The research presented will help attendees continue to advance diversity, equity, inclusion and belonging in Kansas education so that the full promise of Brown v. Board of Education may one day be realized.
Keynote addresses were delivered by Royel Johnson from the University of Southern California and Alex Red Corn from Kansas State University.
Johnson, who has authored two books, spoke about shifting away from what he calls “deficit mindsets” to more “equity-oriented mindsets.”
“Most of our students’ success is predicated on this idea that in order to be successful at our campus, they have to integrate academically and socially to white-normed environments,” Johnson said. “Some educators wrongly interpret a student’s disengagement as a sign that they don’t care about education. Is it that they don’t care or is it that we haven’t created conditions such that they feel they belong and feel compelled to be engaged?”
Red Corn, the executive director of the Kansas Association for Native American Education, also spoke about the importance of land acknowledgements and how to make them meaningful.
KANAE states on its website that a land acknowledgement “explores the history of the land you currently occupy … and offers recognition, representation and inclusion of current and past Indigenous populations.”
For 50 years, land acknowledgments by institutional organizations have become increasingly more common in Australia, Canada and the United States. Critics from all backgrounds have labeled them as hollow and performative.
“Do you actually want to improve learning about Indigenous peoples and nations? Or are you just trying to check a diversity box?” Red Corn said. “To go beyond the acknowledgement and make them meaningful, we need to have action to go with it.”
Most universities have celebrations, speaker series and identity-based groups which aim to close the cultural gap.

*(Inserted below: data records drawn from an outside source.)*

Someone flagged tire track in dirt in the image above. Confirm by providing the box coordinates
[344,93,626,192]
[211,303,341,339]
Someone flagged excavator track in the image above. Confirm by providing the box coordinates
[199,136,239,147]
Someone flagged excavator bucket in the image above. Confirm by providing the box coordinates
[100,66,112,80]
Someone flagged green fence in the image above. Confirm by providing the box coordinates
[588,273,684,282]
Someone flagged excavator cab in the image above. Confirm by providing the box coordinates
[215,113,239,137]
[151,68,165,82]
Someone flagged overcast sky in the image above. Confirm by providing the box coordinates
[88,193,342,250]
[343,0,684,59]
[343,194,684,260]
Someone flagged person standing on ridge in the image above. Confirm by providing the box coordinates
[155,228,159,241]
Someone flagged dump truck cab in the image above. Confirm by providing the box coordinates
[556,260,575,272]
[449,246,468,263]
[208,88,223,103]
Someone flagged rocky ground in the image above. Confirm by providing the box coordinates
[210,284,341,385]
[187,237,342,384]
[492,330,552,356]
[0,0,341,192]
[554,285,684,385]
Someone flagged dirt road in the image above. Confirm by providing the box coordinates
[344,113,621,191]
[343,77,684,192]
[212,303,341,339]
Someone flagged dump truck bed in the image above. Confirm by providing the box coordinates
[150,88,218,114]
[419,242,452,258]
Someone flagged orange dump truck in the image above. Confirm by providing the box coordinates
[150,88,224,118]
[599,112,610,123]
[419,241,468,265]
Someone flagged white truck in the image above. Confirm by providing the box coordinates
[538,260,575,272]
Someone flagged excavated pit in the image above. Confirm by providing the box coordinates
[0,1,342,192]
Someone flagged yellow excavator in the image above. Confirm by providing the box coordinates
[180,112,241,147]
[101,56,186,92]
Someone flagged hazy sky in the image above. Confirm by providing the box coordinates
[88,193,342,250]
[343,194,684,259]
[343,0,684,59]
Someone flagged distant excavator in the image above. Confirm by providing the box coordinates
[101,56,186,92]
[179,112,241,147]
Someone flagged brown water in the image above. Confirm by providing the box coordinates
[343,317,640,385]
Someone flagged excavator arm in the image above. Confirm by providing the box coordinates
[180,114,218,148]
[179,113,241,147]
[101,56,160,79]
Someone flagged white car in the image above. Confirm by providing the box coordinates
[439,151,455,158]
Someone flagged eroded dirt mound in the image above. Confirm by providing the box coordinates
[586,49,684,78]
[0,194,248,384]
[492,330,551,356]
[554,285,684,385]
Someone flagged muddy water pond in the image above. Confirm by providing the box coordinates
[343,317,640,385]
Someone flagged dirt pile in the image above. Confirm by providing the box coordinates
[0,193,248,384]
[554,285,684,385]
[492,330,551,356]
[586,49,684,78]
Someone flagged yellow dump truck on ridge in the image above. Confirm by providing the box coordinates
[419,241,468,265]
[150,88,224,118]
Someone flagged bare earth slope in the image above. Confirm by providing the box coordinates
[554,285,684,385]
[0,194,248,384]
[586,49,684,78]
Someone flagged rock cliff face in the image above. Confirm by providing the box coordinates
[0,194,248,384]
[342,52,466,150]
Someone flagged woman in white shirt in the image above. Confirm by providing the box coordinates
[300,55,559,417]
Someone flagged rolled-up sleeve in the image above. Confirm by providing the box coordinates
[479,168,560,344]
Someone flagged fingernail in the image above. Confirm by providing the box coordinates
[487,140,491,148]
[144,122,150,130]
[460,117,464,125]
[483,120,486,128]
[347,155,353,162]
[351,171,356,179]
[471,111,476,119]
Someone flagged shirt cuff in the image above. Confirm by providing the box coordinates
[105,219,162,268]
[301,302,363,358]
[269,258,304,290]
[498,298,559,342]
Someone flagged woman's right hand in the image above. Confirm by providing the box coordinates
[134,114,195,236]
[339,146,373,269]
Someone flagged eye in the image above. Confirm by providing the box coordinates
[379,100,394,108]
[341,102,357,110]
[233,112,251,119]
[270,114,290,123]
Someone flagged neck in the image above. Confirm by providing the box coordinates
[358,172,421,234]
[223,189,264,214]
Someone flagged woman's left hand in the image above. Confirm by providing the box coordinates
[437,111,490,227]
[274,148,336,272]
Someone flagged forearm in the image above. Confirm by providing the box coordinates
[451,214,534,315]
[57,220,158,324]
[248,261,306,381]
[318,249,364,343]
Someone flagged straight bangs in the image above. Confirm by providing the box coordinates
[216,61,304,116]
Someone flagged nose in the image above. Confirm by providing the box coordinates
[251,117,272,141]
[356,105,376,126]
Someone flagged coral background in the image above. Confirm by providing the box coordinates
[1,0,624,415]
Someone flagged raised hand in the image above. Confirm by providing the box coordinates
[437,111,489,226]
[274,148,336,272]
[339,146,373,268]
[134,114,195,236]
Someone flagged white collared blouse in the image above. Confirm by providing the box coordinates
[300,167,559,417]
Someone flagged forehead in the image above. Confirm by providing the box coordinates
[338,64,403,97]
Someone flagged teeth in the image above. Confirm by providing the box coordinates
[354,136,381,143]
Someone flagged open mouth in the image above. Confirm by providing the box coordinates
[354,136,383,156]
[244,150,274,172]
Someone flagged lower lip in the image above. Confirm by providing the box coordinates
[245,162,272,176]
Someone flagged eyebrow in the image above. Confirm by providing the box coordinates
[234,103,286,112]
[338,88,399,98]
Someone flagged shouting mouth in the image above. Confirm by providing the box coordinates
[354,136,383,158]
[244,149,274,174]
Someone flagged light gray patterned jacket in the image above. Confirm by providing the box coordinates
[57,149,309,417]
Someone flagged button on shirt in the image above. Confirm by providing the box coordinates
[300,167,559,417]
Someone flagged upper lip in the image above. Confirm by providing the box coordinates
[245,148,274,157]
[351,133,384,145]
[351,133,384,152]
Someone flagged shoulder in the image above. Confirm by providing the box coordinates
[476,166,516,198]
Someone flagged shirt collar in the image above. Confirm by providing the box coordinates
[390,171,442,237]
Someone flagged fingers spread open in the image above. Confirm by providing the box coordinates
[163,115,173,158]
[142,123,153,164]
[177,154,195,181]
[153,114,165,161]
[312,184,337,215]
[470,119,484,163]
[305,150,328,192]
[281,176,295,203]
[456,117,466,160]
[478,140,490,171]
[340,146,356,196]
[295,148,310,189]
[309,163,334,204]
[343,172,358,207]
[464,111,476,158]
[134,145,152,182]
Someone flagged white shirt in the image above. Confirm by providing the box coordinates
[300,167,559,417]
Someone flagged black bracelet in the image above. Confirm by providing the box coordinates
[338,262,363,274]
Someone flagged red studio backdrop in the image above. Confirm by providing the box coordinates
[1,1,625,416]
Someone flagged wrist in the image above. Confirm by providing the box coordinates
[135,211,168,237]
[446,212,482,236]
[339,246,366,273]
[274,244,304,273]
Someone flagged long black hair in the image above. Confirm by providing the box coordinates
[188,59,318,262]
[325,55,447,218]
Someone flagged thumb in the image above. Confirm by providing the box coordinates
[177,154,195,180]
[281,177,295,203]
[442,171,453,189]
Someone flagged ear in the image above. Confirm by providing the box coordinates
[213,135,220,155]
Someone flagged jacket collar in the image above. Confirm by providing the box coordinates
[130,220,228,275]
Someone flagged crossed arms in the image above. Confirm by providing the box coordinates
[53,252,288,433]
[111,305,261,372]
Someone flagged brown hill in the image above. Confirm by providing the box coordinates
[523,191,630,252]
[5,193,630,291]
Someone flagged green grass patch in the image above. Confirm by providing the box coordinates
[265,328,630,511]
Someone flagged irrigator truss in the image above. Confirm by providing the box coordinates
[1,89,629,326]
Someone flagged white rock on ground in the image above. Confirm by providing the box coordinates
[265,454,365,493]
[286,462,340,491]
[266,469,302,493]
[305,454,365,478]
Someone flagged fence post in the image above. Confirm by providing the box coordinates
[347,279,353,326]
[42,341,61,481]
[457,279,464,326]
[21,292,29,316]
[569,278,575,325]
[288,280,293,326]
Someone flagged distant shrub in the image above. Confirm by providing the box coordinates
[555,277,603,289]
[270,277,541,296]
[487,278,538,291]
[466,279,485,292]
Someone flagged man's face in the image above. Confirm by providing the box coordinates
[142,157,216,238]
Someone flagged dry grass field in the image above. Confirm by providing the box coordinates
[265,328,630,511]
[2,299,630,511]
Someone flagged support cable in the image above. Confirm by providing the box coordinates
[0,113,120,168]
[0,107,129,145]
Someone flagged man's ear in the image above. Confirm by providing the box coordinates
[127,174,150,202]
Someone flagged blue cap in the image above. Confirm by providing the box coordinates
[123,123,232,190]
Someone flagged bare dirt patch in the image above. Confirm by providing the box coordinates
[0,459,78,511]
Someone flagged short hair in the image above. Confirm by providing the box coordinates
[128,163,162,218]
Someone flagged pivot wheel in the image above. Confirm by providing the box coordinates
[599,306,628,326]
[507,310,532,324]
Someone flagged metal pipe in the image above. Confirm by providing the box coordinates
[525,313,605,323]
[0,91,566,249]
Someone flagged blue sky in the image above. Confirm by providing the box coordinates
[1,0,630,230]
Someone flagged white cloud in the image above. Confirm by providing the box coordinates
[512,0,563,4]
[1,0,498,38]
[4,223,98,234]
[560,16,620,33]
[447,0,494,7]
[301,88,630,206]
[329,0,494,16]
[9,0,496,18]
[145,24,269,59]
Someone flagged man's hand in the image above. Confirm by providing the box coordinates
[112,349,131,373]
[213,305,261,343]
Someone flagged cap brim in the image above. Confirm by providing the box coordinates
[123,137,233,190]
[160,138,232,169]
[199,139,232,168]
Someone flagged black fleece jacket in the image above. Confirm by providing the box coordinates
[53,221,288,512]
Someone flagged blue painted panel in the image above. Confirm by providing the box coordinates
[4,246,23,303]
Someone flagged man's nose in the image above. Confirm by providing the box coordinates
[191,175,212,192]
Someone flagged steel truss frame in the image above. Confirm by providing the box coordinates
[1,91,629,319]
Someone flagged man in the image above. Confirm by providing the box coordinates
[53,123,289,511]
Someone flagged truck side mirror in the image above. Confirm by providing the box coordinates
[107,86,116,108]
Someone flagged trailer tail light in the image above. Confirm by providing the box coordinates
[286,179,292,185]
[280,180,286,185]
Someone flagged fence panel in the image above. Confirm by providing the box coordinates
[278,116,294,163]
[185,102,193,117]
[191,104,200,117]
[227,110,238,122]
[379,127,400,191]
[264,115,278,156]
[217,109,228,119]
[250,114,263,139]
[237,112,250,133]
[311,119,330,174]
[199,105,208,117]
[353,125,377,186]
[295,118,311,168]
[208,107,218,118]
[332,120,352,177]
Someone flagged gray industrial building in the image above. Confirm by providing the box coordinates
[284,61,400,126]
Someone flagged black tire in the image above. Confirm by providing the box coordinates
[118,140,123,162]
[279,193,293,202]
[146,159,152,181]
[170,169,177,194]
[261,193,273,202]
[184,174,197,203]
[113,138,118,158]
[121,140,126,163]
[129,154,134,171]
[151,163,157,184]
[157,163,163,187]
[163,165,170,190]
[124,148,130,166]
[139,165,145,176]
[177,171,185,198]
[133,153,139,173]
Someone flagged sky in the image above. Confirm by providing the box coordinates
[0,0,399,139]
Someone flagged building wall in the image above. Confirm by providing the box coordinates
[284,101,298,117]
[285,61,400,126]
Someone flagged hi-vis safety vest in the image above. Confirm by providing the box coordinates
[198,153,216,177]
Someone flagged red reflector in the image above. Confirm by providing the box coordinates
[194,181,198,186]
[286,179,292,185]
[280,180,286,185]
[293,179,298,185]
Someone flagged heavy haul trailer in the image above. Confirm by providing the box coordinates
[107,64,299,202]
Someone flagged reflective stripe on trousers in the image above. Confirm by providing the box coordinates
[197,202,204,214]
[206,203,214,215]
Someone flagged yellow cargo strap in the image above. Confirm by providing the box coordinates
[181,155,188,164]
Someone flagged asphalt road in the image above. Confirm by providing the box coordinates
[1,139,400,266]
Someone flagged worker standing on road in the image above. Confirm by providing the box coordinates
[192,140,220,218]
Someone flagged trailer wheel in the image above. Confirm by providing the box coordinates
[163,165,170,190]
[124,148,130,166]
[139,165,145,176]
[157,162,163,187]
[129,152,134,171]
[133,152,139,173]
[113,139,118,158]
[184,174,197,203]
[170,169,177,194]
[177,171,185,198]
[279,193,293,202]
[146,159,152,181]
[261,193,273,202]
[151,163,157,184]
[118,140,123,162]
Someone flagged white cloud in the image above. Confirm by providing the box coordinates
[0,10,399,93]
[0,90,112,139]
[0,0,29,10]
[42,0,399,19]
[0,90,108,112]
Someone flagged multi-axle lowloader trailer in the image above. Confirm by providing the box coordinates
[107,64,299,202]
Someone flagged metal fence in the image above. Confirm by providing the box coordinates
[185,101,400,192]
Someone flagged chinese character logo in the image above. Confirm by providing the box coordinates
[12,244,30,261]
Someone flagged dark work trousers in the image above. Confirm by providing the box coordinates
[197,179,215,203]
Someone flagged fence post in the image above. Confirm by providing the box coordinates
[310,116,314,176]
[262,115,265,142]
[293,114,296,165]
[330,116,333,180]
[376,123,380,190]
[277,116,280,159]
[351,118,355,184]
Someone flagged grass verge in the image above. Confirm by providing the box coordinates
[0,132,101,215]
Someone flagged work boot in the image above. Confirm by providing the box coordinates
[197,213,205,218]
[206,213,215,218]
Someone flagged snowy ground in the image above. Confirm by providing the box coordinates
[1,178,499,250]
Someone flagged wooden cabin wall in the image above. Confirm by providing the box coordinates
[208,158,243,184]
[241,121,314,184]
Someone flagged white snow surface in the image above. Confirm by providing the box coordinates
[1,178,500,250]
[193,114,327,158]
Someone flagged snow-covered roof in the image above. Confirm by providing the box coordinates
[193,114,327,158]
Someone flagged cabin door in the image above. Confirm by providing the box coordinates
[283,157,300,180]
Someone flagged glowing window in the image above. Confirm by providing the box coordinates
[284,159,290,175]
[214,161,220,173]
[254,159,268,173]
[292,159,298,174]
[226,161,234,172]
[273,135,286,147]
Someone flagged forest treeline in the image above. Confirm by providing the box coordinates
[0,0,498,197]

“All of those things are important,” Johnson said. “But they’re not sufficient for addressing the institutional structures that make those programs important in the first place.”
Earlier this year, the Kansas Board of Education formed the Kansas Advisory Council for Indigenous Education to create change. One of the first orders of business is to get schools with offensive mascots and imagery to retire these practices.
“Some folks are privileged to come to campus every day with no consideration of what happens in the world,” Johnson said. “When Black students are protesting statues that honor white men with ties to slavery, they too are raising questions that get to the essence of what it means to belong to a place that doesn’t seem to respect or value your identity.”
Red Corn said KANAE is asking critical questions about student access to teachers and Indigenous languages in Kansas institutions. They are also uncovering how students are invisible to their institutions and work to inform them about the programs and laws stemming from the federal trust responsibility.
“How are we preparing faculty, staff and students – especially those who are white – to interact and collaborate with minoritized students across race, gender, sexual orientation and other marginalized identities?” Johnson said. “So that they’re not reducing belonging for students?”
No university in Kansas governed by the Board of Regents has made an official land acknowledgement, though several schools and organizations within them have posted their own available online.